Spotlight: Aerangis biloba

I am excited to bring you a spotlight post on one of my favourite orchids – the Aerangis biloba. In this post, I cover its growth and bloom cycle along with the care I provide, to ensure it’s successful blooming.

The Aerangis biloba ticks all the right boxes for an orchid hobbyist. It is compact, has a lovely foliage, bears beautiful white blooms, is hardy and needs very little care. At least, this has been my experience. I bought the orchid in July 2021 as a midsize plant. I mounted it on cork bark and it loved its new home. It produced new roots that hugged the cork and 11 months later, voila, it gave me blooms. I was super-thrilled at my success.

Aerangis biloba in bloom

Of course, it has a lot to do with the tropical climate of Mumbai, which is warm and humid throughout the year, and is therefore ideally suited for these warm-growing type of orchids. However, I have seen people growing these under controlled conditions in their indoor setups even in diverse climatic conditions, and they grow pretty well and bloom.
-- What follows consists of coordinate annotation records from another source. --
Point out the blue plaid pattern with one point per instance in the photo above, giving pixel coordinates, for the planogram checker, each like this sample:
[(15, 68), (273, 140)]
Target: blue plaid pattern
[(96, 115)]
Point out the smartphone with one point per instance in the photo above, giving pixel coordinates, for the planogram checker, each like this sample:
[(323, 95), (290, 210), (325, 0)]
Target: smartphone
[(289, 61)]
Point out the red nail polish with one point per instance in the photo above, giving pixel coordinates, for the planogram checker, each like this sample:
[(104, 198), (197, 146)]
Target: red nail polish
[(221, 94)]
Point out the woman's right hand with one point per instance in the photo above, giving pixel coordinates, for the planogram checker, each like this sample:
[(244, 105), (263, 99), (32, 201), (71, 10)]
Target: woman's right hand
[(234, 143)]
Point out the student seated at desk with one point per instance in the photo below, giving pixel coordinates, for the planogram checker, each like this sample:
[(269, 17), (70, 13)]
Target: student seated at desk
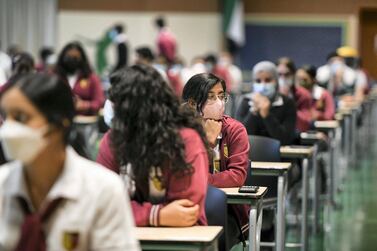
[(323, 106), (73, 67), (50, 197), (286, 70), (157, 147), (265, 112), (206, 94)]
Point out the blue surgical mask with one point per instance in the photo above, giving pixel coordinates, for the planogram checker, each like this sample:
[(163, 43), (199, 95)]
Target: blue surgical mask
[(108, 113), (265, 89)]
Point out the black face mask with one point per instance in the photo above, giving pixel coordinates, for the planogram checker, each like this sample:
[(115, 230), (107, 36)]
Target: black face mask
[(71, 64)]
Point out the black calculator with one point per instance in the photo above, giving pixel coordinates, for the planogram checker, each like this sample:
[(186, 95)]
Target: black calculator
[(248, 189)]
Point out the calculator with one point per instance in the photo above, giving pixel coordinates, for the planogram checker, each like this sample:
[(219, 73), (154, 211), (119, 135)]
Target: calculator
[(248, 189)]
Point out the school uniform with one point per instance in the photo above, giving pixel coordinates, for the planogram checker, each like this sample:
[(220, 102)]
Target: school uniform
[(88, 89), (171, 187), (279, 124), (234, 148), (323, 103), (93, 212)]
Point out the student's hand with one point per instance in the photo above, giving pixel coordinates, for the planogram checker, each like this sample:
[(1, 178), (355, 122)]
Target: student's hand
[(179, 213), (212, 129), (262, 104)]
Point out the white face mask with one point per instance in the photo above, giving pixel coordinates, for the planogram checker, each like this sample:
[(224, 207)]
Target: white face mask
[(108, 112), (265, 89), (214, 110), (21, 142), (285, 82)]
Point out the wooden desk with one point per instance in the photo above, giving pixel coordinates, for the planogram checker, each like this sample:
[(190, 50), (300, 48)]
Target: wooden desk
[(311, 138), (279, 169), (179, 238), (326, 125), (304, 153), (80, 119), (293, 152), (255, 200)]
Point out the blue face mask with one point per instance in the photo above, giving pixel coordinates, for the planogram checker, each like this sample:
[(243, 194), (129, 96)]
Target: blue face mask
[(108, 113), (265, 89)]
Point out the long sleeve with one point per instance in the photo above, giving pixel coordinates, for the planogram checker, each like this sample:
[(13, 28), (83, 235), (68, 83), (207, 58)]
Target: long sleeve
[(329, 111), (282, 130), (303, 105), (105, 155), (189, 186), (234, 166), (247, 118), (97, 94)]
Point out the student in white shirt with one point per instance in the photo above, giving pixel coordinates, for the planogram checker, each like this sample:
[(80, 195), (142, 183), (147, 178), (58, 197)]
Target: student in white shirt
[(91, 210)]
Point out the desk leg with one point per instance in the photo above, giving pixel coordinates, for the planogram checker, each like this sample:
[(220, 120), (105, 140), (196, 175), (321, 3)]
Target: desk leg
[(316, 191), (353, 133), (280, 217), (255, 227), (332, 178), (304, 213)]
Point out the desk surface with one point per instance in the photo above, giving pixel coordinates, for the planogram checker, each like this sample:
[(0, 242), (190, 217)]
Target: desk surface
[(80, 119), (326, 124), (203, 234), (339, 116), (233, 191), (296, 151), (312, 136), (271, 165)]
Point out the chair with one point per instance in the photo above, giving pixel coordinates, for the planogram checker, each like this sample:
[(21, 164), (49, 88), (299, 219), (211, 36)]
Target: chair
[(268, 150), (216, 212)]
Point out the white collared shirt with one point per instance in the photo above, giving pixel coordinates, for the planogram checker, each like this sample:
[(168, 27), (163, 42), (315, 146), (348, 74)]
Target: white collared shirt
[(95, 213)]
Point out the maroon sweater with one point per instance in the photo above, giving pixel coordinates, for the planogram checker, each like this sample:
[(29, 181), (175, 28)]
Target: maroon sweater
[(192, 187), (303, 101), (90, 90), (234, 160), (323, 104)]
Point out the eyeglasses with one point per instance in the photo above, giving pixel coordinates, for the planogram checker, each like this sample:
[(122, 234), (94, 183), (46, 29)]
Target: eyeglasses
[(213, 97)]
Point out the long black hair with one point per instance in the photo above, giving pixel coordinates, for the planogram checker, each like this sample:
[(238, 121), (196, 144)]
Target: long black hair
[(85, 68), (198, 87), (146, 124)]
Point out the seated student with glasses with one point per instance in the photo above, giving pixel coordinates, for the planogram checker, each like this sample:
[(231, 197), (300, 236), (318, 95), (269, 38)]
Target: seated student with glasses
[(206, 94), (158, 147)]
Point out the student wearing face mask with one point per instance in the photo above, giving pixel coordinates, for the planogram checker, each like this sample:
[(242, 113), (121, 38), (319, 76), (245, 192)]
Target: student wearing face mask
[(265, 111), (206, 94), (286, 70), (73, 67), (322, 106), (158, 148), (50, 197)]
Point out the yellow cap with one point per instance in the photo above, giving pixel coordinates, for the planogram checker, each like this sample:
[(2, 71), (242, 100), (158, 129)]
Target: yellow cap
[(347, 51)]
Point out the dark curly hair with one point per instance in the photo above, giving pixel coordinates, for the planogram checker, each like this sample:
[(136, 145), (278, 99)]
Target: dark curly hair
[(146, 124)]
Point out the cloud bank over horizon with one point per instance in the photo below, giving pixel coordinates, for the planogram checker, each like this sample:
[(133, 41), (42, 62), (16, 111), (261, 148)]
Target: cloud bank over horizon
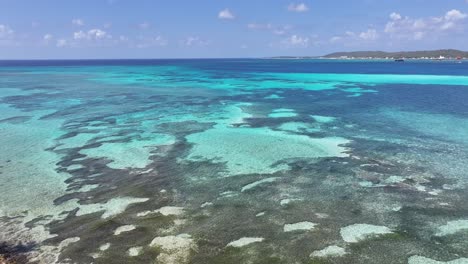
[(228, 29)]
The Aerangis biloba, is hard to come by as it is relatively expensive. So if you come across it, it’s worth making it a part of your collection. Just provide the right conditions for it to grow and bloom, and it will make you very happy.

A little about its native habitat – The Aerangis biloba originates from the western and central parts of Africa. It thrives in warm and humid conditions. It grows well in dappled light and does not like being exposed to bright sunlight. The orchid thrives in 80% humidity, but is hardy enough to withstand occasional drying up, say like when you are on a holiday for a week (at least, this has been my experience). It becomes a little dehydrated, but bounces right back when it gets hydrated. Being epiphytic, it prefers being mounted on bark, but can grow equally well when potted.

A must-have in your collection

The Aerangis biloba is a compact and slow growing orchid. So it fits right in if you have a small grow space like mine. It is monopodial, meaning it grows like the Phalaenopsis or Vanda orchids on a single stem or axis. The leaves are elongated, dark green in colour and have an interesting mix of reticulate and parallel veining, which makes them very attractive. They also have dark spots, which are naturally produced in response to the amount of light it receives. So don’t get worried if the leaves develop them. The leaves are elongated and end in an attractive two lobed tip, a characteristic from which this species gets its name–biloba.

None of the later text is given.